En el otro extremo del salón, se encontraba Alejandro a un lado de Jorge en animada charla, no obstante, miraba de reojo a su padre cuando conversaba con don José, él ya se imaginaba el tenor de la conversación de ellos, por eso cuando su padre lo miró del otro extremo y le cerró el ojo comprendió de inmediato que ya estaba listo el favor y que solo habría que esperar.
—Jorge, no te habías portado por aquí, mis primas preguntaron por ti el otro día —decía Alejandro en ese momento.
—Tú sabes que cuando me llega la inspiración, debo aprovechar el tiempo —responde Jorge—. De todas formas, es una pena que tus primas no hayan venido hoy.
—No, se excusaron porque tenían otro compromiso en Valparaíso esta tarde.

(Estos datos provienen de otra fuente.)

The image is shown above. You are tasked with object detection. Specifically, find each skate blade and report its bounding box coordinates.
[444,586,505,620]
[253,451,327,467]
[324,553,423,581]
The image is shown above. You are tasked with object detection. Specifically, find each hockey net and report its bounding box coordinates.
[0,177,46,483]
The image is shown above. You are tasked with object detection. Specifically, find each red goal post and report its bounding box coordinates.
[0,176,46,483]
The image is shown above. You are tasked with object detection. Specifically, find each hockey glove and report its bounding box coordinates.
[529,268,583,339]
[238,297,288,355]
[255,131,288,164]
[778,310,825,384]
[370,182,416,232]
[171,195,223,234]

—Deben tener muchas amistades, se ve que son muy alegres y comunicativas.
—Sí, la verdad que así es —responde Alejandro.
—Jorge, ¿de verdad que sabes tocar el piano —pregunta Hortensia acercándose.
—Sí, de verdad sé unas piezas —responde el joven.
—Vamos al piano y toca algo, ¿cierto Alejandro que es la oportunidad de escucharlo?
Hortensia lo toma de un brazo y lo lleva a donde estaba instalado el piano. Jorge se prepara y después de tomar asiento, empieza con un tema musical, mientras Hortensia se queda de pie a su lado, apoyada en el piano sonriendo, poniendo atención y observando a los demás concurrentes para comprobar si era de su aceptación también la música que estaba interpretando el joven.
Resultó de maravillas la presentación de Jorge en esa velada tocando el piano. Después, al finalizar su pequeño concierto y recibir aplausos de parte de los concurrentes, se excusó para no tocar más por un cierto cansancio, pero ahí en ese momento, para no ser menos y para aprovechar la oportunidad de ser oída por primera vez por el joven Jorge, Hortensia se instaló en el piano a tocar sus ya consabidas canciones preferidas, las que, al oírlas su madre, la señora Marta, no daba más de orgullo y su sonrisa no la podía borrar de su rostro.